Genetic diversity in legionella

Compairing genomes of different strains of legionella to count the diversity of this bacteria

Introduction

The goal of this project was to study and understand the genetic diversity within a group of bacteria called Legionella. Genetic diversity refers to the differences in the genetic makeup of organisms within a particular group. In this case, I was interested in different strains of Legionella bacteria.

This project involved a few steps:

Data Collection - collecting bacterias DNA sequences of various strains of legionella
Data Analysis - that is: MSA (multiple sequence-alignmnet)
Identifying genetic variations - I looked for specific genetic variations such as SNPs and indels
Constructing a phylogenetic tree - constructing a "familiy tree" of bacteria
Calculating genetic diversity - mathematical methods to findthe level of genetic diversity

Data collection and analysis

I've collected genetic sequences of legionella sequences from NCBI (National Center for Biotechnology Information). It contains information of different bacteria, their DNA sequences[0].

I've gathered sequences of 6 legionella strains:

Legionella antarctica
Legionella pneumophila
Legionella quateirensis
Salmonella enterica (belongs to the legionella family)
Legionella shakespearei
Legionella waltersii

Next, I had to create tools for data analysis to make MSA[0] possible. I analyzed the genetic data to align the sequences, which means putting them in order and comparing them with each other.

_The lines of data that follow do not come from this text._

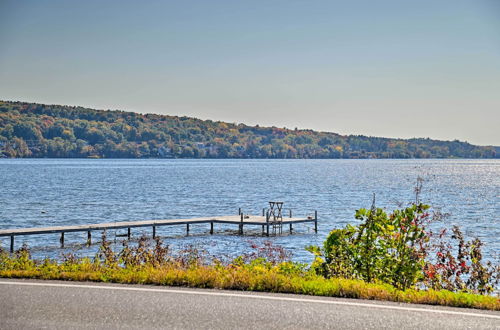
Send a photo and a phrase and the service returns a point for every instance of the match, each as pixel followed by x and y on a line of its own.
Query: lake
pixel 47 192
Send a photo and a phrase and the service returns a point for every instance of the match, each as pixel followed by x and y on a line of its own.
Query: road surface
pixel 28 304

Then I used my own MSA algorythm, to:

identify genetic differences such as Single-Nucleotide Polymorphisms (SNPs) and insertions/deletions (indels) by aligning sequences and highlighting variations at specific positions.
construct a phylogenetic tree, which visualizes the evolutionary relationships among different strains of Legionella (shows how the bacteria evolved).
analyze the aligned sequences, you can calculate genetic diversity indices such as nucleotide diversity

My algorythm is about 1,200 times faster than `MUSCLEv5` or `Clustalw2`. The alignment was visualized in this generated heatmap:

To make this possible, I had to retrive first x nucleotides in DNA sequences, so that I could operate on a constant number of nucleotides of each sequence (which in my case is 13556 nucleotides):

retrived_nucleotides = bio_data_vis.retrive_first_nucleotides( file_path=r'./retrived_seqs.fna', n_nucleotides=13556 )

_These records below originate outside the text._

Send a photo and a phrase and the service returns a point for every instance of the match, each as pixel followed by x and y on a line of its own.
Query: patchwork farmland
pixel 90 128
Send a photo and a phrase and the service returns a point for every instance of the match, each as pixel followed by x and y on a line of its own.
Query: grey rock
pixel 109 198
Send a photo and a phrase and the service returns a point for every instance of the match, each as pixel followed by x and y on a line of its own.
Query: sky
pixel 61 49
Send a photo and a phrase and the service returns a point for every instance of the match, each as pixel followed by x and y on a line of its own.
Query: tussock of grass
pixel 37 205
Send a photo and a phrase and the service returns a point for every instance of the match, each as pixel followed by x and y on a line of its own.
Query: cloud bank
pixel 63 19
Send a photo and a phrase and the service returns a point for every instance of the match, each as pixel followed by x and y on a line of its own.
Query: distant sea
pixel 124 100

After retriving this data I can make MSAs:

# bio_data_vis.py
def create_custom_msa_data( data : dict, n_nucleotides : int, out_file_name : str, file_type='fasta' ):

    aligned_seqs = []

    for nucleo, pos in data.items():
        sequence = [ '-' if i not in pos else nucleo for i in range( 1, n_nucleotides + 1 ) ]
        sequence = ''.join( sequence )
        seq_record = SeqIO.SeqRecord( Seq(sequence), id=nucleo )
        aligned_seqs.append( seq_record )

    
    SeqIO.write( aligned_seqs, out_file_name, file_type )
    
    return aligned_seqs


# main.py
aligned_seqs = bio_data_vis.create_custom_msa_data( bio_test_data, 13556, 'test_msa_file.fna' )
main_analysis.vis_heatmap_msa( aligned_seqs )           # after MSA

Identifying genetic variations

Searching for SNPs[1] (known as single-nucleotide polymorphisms) and insertions or deletions in the genetic code (indels), can provide insights into how the bacteria have evolved over time.

By identifying SNPs in the genomes of various Legionella strains, you can pinpoint the exact locations where genetic variations occur. This information is crucial for understanding the genetic diversity and relatedness of different strains.

It is also essential, for constructing a phylogenetic tree for later. Here's a simple visualization of SNPs in all 6 strains:

The plot has been generated with this function:

# bio_data_vis.py, Analysis
def vis_heatmap_snps( self, data : dict ):
        """
        :param data:    dictionary with sequences (Seq object in values);

        Note: all sequences should be the same length;
        """


        binary_sequences = []
        for seq in data.values():
            binary_seq = [ 0 if nt == 'A' else 1 if nt == 'T' else 2 if nt == 'C' else 3 if nt == 'G' else 4 for nt in seq ]
            binary_sequences.append( binary_seq )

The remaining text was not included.